Professor Hirokawa commented that the discovery fills a longstanding gap in understanding how motor proteins recognize their cargo. “We have known for decades how molecular motors move along microtubules,” he said, “but the ‘logistics code’—the molecular rules that determine which motor carries which cargo—remained elusive. The HAC domain gives us the first atomic-level view of that code for kinesin-2.”

The resemblance of the HAC/KAP3 architecture to hook-like interfaces in kinesin-1 and dynein suggests that diverse motors may use similar structural principles to achieve selective cargo binding. This convergence implies a conserved strategy across motor families to combine adaptor proteins and motor-tail motifs into precise recognition modules.

Beyond fundamental insight into intracellular transport, the findings have practical implications. Because defects in motor-driven cargo delivery are linked to a range of diseases—particularly in neurons—defining the HAC-mediated recognition interface opens new avenues for drug discovery aimed at modulating motor–cargo interactions. The structural framework could also guide the design of synthetic transport systems that mimic biological logistics for therapeutic or biotechnological applications.
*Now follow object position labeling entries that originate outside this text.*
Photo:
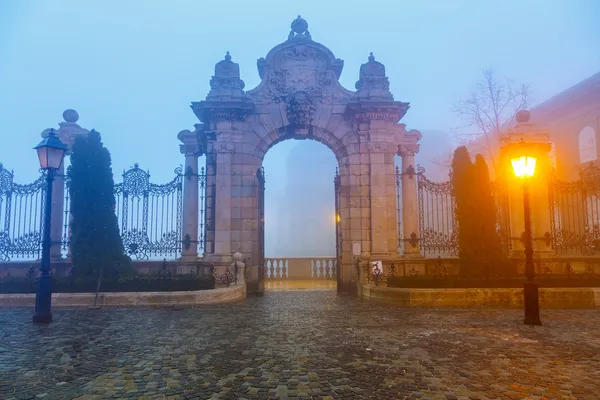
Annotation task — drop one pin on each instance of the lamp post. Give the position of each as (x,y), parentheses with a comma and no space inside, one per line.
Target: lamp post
(524,169)
(51,152)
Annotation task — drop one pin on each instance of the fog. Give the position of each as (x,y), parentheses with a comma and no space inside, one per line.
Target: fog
(132,71)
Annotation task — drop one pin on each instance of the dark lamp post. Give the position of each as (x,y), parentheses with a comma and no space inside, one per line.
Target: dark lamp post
(51,152)
(524,169)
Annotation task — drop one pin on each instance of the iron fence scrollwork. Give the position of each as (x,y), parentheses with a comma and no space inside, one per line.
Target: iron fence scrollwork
(21,217)
(575,213)
(437,216)
(149,214)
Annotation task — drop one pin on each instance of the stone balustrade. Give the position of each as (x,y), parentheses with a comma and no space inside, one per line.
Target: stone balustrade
(300,268)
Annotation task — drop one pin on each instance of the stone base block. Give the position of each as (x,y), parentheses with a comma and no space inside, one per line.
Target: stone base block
(548,297)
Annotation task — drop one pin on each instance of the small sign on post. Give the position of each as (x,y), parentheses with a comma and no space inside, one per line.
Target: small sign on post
(376,267)
(356,250)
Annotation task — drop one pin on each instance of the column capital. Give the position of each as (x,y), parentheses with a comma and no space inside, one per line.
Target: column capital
(382,147)
(190,145)
(408,149)
(224,147)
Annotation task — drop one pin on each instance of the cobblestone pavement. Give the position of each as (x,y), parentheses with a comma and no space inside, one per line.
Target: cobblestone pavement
(299,345)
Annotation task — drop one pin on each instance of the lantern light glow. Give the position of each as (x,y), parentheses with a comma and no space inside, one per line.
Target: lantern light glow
(524,166)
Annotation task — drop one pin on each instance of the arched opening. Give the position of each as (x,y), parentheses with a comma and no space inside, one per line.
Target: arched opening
(300,218)
(587,145)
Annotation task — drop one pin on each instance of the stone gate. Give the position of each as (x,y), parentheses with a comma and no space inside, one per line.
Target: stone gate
(300,97)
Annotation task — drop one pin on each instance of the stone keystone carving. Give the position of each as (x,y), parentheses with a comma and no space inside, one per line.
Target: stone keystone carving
(299,29)
(300,108)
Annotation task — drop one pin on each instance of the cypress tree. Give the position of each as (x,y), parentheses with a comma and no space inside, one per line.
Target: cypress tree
(463,181)
(490,254)
(96,245)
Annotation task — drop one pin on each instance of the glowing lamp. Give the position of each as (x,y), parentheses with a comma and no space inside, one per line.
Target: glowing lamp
(523,166)
(51,152)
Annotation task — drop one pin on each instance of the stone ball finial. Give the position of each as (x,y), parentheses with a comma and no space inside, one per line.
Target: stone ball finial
(523,116)
(70,116)
(299,25)
(237,256)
The authors note limitations: some regions of the complex remained unresolved due to intrinsic flexibility, and the full diversity of kinesin-2 cargoes and regulatory mechanisms will require further study. Nonetheless, this work provides a robust structural and biochemical foundation for future investigations into cargo specificity and motor regulation in neurons and other cell types.

Key Questions Answered

Q: What long-standing mystery does this study address?

A: It explains how kinesin-2 motors identify and bind their cargo by revealing the HAC domain in the motor tail that organizes adaptor and cargo interactions.
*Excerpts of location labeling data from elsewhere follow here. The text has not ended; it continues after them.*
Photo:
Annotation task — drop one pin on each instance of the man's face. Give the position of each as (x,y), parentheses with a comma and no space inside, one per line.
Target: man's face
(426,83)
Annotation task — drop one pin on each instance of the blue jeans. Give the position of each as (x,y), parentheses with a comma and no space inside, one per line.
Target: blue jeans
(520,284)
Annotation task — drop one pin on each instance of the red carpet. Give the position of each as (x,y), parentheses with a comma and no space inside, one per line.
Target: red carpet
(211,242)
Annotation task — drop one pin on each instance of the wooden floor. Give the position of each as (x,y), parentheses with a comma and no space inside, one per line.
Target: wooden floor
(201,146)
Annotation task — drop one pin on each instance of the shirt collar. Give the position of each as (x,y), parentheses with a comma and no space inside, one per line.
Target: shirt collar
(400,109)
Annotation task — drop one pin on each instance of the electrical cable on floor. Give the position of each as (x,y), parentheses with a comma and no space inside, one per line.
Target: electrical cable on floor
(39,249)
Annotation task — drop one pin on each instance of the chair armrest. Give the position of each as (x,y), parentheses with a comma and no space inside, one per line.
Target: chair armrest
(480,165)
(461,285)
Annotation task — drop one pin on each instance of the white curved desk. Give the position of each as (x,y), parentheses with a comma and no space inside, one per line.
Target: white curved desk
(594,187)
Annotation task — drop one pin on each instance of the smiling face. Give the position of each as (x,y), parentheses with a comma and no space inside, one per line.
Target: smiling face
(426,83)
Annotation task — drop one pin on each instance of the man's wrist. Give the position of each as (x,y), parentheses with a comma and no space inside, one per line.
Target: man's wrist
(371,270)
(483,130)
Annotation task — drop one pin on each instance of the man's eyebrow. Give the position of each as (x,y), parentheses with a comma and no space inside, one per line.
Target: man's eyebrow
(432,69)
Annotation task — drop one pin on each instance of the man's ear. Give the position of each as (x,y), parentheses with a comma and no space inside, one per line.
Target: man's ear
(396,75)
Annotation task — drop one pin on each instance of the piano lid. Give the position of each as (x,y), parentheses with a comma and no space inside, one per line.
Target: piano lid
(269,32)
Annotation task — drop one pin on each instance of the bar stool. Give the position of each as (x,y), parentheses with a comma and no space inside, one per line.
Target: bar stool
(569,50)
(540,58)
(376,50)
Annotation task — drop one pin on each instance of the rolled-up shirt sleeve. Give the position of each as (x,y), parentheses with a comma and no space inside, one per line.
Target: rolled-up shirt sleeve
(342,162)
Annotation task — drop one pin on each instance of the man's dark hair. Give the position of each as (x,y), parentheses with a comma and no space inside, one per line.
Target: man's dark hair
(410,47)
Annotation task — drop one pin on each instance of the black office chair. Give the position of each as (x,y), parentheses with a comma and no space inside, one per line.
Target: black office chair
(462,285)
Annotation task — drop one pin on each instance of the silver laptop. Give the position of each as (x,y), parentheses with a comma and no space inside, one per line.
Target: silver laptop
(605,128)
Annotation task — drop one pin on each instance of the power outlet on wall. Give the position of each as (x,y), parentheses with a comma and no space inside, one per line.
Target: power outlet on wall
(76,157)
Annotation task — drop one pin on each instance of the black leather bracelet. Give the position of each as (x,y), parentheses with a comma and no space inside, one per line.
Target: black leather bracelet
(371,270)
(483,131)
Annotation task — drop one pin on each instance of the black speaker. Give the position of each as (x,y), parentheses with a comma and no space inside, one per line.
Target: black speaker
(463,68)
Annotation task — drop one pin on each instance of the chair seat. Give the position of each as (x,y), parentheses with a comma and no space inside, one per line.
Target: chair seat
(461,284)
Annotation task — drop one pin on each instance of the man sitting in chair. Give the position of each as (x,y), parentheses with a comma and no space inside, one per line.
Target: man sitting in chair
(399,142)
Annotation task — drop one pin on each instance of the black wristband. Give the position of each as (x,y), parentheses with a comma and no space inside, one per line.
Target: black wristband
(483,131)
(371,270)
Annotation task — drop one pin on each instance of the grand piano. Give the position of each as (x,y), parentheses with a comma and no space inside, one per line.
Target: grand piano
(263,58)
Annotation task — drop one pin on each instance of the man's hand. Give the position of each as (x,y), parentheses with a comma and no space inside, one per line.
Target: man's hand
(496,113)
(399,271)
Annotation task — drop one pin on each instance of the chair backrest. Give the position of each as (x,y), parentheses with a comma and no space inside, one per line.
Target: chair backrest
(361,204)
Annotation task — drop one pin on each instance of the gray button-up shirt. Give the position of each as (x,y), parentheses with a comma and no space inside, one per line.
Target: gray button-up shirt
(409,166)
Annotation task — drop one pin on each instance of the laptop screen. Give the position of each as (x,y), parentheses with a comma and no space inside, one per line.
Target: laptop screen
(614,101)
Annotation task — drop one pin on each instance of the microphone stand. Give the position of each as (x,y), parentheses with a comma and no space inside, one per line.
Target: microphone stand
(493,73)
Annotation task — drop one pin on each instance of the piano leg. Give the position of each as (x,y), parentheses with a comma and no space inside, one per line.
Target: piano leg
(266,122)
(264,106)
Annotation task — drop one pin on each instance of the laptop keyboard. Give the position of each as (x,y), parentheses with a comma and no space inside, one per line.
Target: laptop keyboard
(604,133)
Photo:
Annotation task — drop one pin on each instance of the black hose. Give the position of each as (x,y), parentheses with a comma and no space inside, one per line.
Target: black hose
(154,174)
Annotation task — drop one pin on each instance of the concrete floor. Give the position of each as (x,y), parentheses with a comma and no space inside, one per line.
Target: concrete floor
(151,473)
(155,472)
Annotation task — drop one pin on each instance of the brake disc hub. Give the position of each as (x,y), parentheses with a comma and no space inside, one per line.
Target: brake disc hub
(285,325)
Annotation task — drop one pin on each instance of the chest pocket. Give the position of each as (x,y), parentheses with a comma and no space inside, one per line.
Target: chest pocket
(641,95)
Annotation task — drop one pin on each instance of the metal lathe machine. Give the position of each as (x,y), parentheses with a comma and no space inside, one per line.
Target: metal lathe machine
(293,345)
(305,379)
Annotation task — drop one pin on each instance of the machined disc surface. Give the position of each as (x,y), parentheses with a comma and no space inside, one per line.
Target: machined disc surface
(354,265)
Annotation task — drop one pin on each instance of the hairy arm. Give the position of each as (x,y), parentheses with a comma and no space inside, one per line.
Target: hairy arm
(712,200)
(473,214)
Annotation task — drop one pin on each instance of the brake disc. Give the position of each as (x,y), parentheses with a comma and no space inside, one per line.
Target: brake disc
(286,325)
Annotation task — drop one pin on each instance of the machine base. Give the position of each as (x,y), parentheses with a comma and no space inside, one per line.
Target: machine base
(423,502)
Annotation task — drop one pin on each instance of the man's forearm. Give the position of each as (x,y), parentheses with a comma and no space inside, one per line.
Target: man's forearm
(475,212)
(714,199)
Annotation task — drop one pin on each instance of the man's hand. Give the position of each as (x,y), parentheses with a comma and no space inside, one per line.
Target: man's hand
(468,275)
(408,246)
Q: What is the HAC domain and why is it important?

A: The HAC (hook-like adaptor and cargo-binding) domain is a helix–β-hairpin–helix motif in KIF3A/KIF3B tails that creates a specific docking platform for the KAP3 adaptor and APC cargo, enabling selective transport.

Q: How could this discovery affect medicine and biology?
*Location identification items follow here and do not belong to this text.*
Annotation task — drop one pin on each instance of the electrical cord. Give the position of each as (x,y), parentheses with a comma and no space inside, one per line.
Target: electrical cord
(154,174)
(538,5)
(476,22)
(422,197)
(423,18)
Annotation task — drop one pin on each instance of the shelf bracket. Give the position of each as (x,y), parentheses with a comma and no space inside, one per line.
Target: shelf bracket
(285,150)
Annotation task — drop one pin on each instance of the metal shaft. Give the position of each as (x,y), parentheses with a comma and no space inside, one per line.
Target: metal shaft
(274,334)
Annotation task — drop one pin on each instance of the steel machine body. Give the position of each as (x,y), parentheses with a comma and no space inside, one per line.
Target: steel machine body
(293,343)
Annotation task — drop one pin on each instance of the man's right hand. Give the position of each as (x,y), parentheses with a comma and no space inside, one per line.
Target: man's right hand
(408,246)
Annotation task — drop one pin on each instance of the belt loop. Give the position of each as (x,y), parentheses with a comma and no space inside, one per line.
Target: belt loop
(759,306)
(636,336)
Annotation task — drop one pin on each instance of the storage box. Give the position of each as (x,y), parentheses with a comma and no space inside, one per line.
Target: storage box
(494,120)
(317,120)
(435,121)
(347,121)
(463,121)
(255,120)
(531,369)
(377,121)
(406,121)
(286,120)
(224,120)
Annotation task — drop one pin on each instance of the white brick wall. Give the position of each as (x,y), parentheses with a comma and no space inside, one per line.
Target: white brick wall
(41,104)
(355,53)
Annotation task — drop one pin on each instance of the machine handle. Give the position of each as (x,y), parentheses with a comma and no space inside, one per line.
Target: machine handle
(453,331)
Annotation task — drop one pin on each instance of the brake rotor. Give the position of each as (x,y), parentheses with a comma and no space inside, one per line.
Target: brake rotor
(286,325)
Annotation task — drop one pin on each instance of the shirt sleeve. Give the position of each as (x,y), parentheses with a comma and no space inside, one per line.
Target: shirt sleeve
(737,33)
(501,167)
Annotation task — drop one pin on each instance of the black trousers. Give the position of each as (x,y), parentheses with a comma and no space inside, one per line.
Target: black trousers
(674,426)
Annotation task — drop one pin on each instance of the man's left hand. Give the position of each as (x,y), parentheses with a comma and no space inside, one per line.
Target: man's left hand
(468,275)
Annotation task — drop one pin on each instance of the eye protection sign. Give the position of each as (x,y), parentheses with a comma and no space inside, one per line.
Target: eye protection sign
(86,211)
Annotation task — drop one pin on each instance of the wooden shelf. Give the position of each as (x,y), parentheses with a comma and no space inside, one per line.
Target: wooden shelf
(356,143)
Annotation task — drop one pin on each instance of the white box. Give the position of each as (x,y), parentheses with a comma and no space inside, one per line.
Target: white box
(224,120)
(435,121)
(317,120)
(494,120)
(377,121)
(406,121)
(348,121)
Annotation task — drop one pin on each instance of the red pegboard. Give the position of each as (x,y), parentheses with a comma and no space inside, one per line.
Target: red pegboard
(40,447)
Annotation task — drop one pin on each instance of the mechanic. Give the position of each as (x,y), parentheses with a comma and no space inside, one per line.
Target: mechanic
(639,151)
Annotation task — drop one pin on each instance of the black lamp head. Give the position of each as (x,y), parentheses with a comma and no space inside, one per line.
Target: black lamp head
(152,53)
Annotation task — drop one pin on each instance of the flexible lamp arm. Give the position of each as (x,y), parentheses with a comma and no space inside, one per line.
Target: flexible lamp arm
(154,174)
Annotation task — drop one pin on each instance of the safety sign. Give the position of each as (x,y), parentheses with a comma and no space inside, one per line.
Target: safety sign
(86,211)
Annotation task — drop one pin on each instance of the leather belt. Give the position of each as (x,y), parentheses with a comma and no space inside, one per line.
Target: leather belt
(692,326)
A: Understanding HAC-mediated cargo recognition clarifies mechanisms underlying motor-based transport defects in neurodegenerative and developmental diseases and suggests new targets for therapeutic intervention and biomimetic transport design.

About this neuroscience research news

Author: Toshifumi Asano
Source: Juntendo University
Contact: Toshifumi Asano – Juntendo University
Image: Image credit: Neuroscience News

Original Research: Open access. Title: “The hook-like adaptor and cargo-binding (HAC) domain in the kinesin-2 tail enables adaptor assembly and cargo recognition” by Nobutaka Hirokawa et al., published in Science Advances (DOI provided in the original publication).


Abstract

The hook-like adaptor and cargo-binding (HAC) domain in the kinesin-2 tail enables adaptor assembly and cargo recognition

Intracellular transport depends on motor proteins such as kinesins to deliver cargo along microtubules, yet the molecular basis for cargo recognition has been unclear. Here, we present high-resolution cryo-electron microscopy structures of the heterotrimeric kinesin-2 complex (KIF3A/KIF3B/KAP3) bound to the cargo protein APC. Our structures reveal an uncharacterized KIF3 tail motif—the HAC domain—that mediates binding to both the KAP3 adaptor and APC cargo. Within this motif, helical elements from KIF3A confer cargo specificity, while a β-hairpin and contributions from KIF3B provide structural stability. Biochemical and neuronal experiments validate the functional importance of the HAC domain. Remarkably, the HAC/KAP3 assembly resembles hook-like cargo-recognition architectures in kinesin-1 and dynein, suggesting a shared framework for motor–cargo specificity. These results establish a structural basis for kinesin-2 cargo selection and provide a platform for future studies of neuronal transport mechanisms.